Ich schildere an dieser Stelle zur Verdeutlichung ein paar Fälle. Das, was hier so knapp geschildert wird, zog sich in der Realität über mehrere Wochen und etliche Einzelgespräche hin.

Eine meiner Klientinnen war eine Frau, ca. 30 Jahre mit Hauptschulabschluss und einer Ausbildung zur Hauswirtschafterin. In ihrem Lebenslauf fiel mir auf, dass sie immer wieder nach ca. ein - zwei Jahren die Stellen wechselte, und nicht nur die Stelle, sie zog auch immer aus dem jeweiligen Ort weg, kreuz und quer durch Deutschland. Nach dem Umzug war sie immer einige Zeit arbeitslos. Diesmal war sie über ein Jahr arbeitslos gewesen und kam in die Maßnahme für Langzeitarbeitslose.

Im Einzelgespräch fragte ich sie, warum sie bei einem Stellenwechsel immer auch umzöge. Sie sagte: Es wäre immer eine Weile mit dem neuen Job gut, doch dann überkomme sie so eine Unruhe, sie werde nachlässiger in der Arbeit, bekomme dann Probleme mit dem Chef und dann irgendwann kündige sie die Stelle oder bekomme gekündigt. Dann zöge sie einfach ganz woanders hin in eine andere Gegend. Sie fühle sich nirgendwo zu Hause und irgendetwas treibe sie.

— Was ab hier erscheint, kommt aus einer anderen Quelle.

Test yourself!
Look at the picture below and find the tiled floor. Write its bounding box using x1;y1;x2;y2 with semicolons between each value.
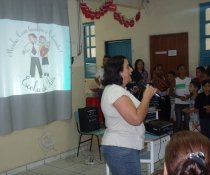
13;151;163;175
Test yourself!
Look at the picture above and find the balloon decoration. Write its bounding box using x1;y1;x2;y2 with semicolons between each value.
80;0;141;28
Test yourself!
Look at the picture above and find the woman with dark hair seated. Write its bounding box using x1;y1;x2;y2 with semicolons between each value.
164;131;210;175
101;56;157;175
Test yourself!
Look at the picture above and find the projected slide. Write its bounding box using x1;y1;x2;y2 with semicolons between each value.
0;19;71;97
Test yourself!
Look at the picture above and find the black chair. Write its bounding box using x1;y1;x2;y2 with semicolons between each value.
74;111;105;160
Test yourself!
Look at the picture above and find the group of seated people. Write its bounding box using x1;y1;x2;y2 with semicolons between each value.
94;55;210;175
127;59;210;138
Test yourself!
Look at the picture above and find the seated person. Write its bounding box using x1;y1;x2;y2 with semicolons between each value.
164;131;210;175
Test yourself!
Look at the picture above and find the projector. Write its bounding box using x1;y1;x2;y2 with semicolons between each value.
144;119;173;136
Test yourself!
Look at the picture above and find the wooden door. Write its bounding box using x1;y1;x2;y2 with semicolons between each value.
105;39;132;64
150;33;189;75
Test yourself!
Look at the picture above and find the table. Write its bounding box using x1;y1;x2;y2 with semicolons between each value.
140;132;170;174
106;132;170;175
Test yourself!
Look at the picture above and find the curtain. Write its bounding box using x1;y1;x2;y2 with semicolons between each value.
0;0;71;134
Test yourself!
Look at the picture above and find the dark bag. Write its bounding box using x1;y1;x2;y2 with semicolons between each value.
78;107;99;132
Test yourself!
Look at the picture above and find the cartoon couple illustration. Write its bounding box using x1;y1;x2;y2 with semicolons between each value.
28;33;50;78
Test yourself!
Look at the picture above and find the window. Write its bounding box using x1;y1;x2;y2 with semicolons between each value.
200;2;210;66
83;22;96;78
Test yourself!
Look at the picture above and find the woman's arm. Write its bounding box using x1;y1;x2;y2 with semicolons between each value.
113;85;157;125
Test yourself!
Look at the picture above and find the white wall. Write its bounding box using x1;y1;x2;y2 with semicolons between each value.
96;0;208;76
0;0;207;172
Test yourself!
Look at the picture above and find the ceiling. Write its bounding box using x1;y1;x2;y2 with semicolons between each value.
83;0;150;9
114;0;141;9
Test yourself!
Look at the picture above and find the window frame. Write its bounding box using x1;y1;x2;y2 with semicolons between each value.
83;22;97;79
199;2;210;66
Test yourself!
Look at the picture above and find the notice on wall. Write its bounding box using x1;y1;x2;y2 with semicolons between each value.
168;50;177;57
155;51;167;55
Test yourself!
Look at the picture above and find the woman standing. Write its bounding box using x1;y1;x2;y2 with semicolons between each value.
101;56;157;175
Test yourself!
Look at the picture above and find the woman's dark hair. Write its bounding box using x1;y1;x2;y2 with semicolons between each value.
201;80;210;86
134;59;145;72
102;55;126;86
190;78;201;91
165;131;210;175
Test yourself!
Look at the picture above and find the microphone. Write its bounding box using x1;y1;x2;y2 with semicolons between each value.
145;83;161;98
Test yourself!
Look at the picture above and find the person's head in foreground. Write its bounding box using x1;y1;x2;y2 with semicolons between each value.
164;131;210;175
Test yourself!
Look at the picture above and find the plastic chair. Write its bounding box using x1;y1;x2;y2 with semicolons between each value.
74;111;105;160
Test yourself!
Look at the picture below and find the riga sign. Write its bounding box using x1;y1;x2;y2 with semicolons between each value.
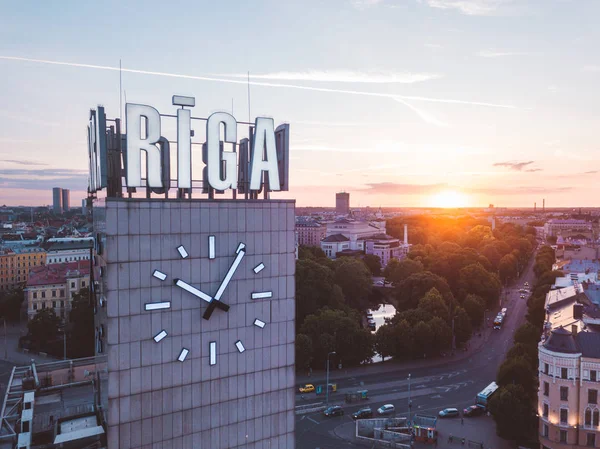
88;96;289;192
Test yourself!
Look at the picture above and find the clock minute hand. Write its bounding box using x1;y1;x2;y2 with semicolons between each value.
173;279;229;310
202;248;246;320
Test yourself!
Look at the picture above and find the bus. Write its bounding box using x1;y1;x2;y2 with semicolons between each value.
475;382;498;409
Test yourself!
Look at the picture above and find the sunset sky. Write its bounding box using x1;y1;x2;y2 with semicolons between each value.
0;0;600;207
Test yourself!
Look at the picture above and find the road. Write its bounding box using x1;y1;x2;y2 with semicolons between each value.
296;252;534;449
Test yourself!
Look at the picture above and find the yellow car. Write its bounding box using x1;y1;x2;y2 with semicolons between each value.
300;384;315;393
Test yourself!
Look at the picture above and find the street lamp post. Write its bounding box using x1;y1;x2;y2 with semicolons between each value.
325;351;336;405
408;373;412;422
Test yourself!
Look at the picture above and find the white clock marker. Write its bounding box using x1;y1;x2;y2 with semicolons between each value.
177;245;189;259
154;330;167;343
208;341;217;366
208;235;215;259
252;292;273;299
144;301;171;311
235;340;246;353
152;270;167;281
177;348;190;362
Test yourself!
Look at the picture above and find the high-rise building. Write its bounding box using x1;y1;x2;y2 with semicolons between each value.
335;192;350;215
52;187;63;214
62;189;71;212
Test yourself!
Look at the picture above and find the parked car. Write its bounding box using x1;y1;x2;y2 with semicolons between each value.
298;384;315;393
463;405;485;416
438;408;459;418
377;404;396;415
352;407;373;419
323;405;344;416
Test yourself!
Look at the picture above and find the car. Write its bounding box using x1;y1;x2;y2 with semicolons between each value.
438;408;459;418
323;405;344;416
298;384;315;393
377;404;396;415
352;407;373;419
463;405;485;416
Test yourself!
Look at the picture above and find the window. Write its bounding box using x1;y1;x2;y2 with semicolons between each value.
586;433;596;447
560;408;569;424
588;390;598;404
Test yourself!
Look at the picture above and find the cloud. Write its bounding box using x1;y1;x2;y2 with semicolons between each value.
583;65;600;72
216;70;442;84
2;159;48;165
477;50;529;58
0;56;519;109
0;168;88;190
361;182;448;195
494;161;535;171
394;98;449;128
425;0;512;16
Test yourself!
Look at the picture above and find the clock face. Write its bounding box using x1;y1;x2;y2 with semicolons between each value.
144;235;273;366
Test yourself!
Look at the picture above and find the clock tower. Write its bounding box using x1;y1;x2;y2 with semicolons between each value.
91;102;295;449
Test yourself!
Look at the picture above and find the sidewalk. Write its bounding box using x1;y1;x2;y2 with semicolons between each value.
296;328;492;384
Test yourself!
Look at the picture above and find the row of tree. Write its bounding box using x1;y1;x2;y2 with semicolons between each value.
490;246;562;444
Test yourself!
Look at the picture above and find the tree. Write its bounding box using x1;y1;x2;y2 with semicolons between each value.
427;317;452;353
296;259;344;328
363;254;382;276
383;259;423;283
334;257;373;310
296;334;313;369
498;254;518;284
27;309;60;348
300;309;374;366
462;295;485;326
67;289;95;358
412;321;434;357
489;385;536;441
396;271;454;310
375;324;396;358
419;287;449;320
454;307;473;344
0;287;25;322
459;264;501;306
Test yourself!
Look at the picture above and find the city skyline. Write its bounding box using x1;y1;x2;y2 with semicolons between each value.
0;0;600;207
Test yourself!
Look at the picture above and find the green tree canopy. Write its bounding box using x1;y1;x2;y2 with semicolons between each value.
296;259;344;327
334;257;373;310
363;254;382;276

Während des Gesprächs stellte sich heraus, dass sie ein Adoptivkind ist und ihre Eltern nicht kennt. Für mich ergab sich eine mögliche Verbindung zwischen der Unruhe, dem Umherziehen und den fehlenden Eltern. Ich hatte das Bild von einer großen Sehnsucht nach den Eltern und von einer Suche nach ihnen.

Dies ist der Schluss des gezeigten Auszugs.